Helping out the homeless

Helping out the homeless

Those who can fend for themselves ought to assist those who can't.

A local faith-based organization dedicated to providing services to the homeless is holding a fundraising event this weekend.

It's a good organization with a noble goal — lending a hand to people in need, many of whom have been written off by society. And that goal could use some support. So those who have the money and an interest in this issue would be well-advised to make a donation to C-U at Home (cuathome.us/one-winter-night/).

Homelessness is one of those issues most people don't think much about, unless they encounter a life-worn person looking for a handout or sitting on the sidewalk.

But it's a real problem that is incredibly difficult to address, mostly because many of the homeless have a variety of personal problems (drugs, alcohol, mental-health issues) that complicate the process of returning them to successful self-reliance.
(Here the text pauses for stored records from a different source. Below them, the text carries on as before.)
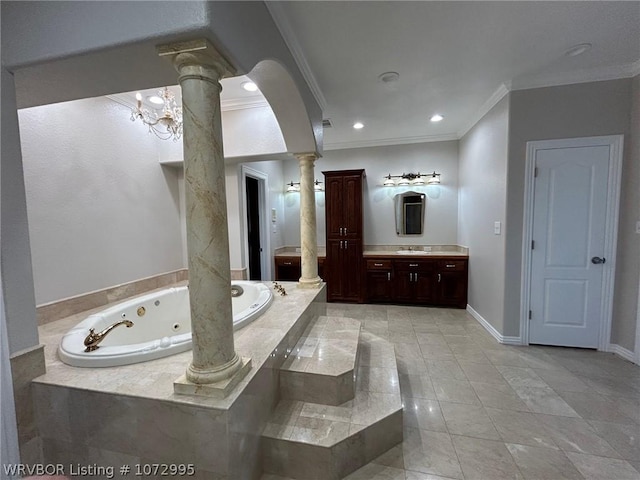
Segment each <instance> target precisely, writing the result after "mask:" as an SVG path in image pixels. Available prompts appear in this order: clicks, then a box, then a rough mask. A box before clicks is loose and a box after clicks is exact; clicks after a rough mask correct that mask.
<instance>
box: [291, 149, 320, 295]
mask: <svg viewBox="0 0 640 480" xmlns="http://www.w3.org/2000/svg"><path fill="white" fill-rule="evenodd" d="M296 158H297V159H298V162H299V163H300V252H301V276H300V281H299V284H298V285H299V287H300V288H318V287H319V286H320V283H321V282H322V279H321V278H320V277H319V276H318V238H317V235H316V193H315V185H314V179H315V176H314V170H313V168H314V162H315V160H316V155H315V154H314V153H305V154H298V155H296Z"/></svg>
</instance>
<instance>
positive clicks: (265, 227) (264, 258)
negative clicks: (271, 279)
mask: <svg viewBox="0 0 640 480" xmlns="http://www.w3.org/2000/svg"><path fill="white" fill-rule="evenodd" d="M247 177H250V178H254V179H256V180H257V181H258V204H259V209H260V245H261V247H262V252H260V270H261V274H262V275H261V276H262V280H263V281H264V280H269V279H270V278H273V277H272V275H271V261H270V259H271V235H270V234H269V224H268V218H269V211H270V206H269V196H268V195H267V192H268V191H269V176H268V175H267V174H266V173H263V172H260V171H258V170H255V169H253V168H251V167H248V166H247V165H241V167H240V186H241V189H242V192H241V194H240V199H241V201H240V205H241V207H240V208H241V215H242V252H243V256H244V262H245V265H246V268H247V278H251V272H250V271H249V268H250V267H249V235H248V232H249V224H248V222H247Z"/></svg>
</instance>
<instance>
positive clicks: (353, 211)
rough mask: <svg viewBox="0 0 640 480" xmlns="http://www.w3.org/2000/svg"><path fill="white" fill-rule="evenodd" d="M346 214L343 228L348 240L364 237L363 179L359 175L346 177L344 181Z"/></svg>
mask: <svg viewBox="0 0 640 480" xmlns="http://www.w3.org/2000/svg"><path fill="white" fill-rule="evenodd" d="M343 191H344V196H343V198H342V200H343V202H344V209H345V210H344V214H343V218H342V226H343V227H344V229H345V230H344V231H343V233H344V235H345V236H346V237H347V238H361V237H362V232H361V229H362V178H361V177H360V176H359V175H349V176H345V177H344V180H343Z"/></svg>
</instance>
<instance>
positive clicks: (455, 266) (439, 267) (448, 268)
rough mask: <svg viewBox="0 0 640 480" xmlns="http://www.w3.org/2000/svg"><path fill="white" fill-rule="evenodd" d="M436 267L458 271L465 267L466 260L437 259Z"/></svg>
mask: <svg viewBox="0 0 640 480" xmlns="http://www.w3.org/2000/svg"><path fill="white" fill-rule="evenodd" d="M438 267H439V269H440V270H445V271H451V272H456V271H458V272H459V271H462V270H466V269H467V261H466V260H439V261H438Z"/></svg>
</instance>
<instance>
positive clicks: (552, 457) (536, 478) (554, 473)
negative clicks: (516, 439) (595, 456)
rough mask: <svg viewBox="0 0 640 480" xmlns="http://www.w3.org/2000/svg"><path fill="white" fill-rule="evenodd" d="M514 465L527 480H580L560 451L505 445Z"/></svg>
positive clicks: (563, 454) (531, 446)
mask: <svg viewBox="0 0 640 480" xmlns="http://www.w3.org/2000/svg"><path fill="white" fill-rule="evenodd" d="M507 449H508V450H509V453H511V456H512V457H513V459H514V460H515V462H516V465H517V466H518V468H519V469H520V471H521V472H522V474H523V475H524V478H525V479H527V480H529V479H531V480H542V479H549V480H582V478H583V477H582V475H581V474H580V472H579V471H578V470H577V469H576V467H575V466H574V465H573V463H571V461H570V460H569V459H568V458H567V456H566V455H565V454H564V452H563V451H561V450H550V449H548V448H539V447H532V446H529V445H517V444H513V443H508V444H507Z"/></svg>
Perhaps that's why Robert Dalhaus III, managing director of C-U at Home, said, "There's a lot of faith that goes into what we do."

How could there not be? The most difficult of homeless people will test the faith — and the patience — of anyone who comes to their assistance.

C-U at Home has taken on this difficult job, through the Phoenix Daytime Drop-in Center, transitional housing, outreach teams and detox transportation.

But faith is not just relying on benevolent God — it also involves placing faith in people to provide the wherewithal to do that job.

C-U at Home's fundraiser will be held Friday, and it's premised on volunteers getting a small taste of homelessness by sleeping outside in refrigerator boxes and collecting pledges for doing so.

In addition to making a pledge, donors should feel free to write the organization a check.

C-U at Home hopes to raise $230,000, a substantial sum. As of a few days ago, it had raised about $80,000, also a substantial sum but far short of the organization's goal.

So readers who can ought to consider lending a hand while, at the same time, being grateful there are committed people working on the behalf of those "without an address."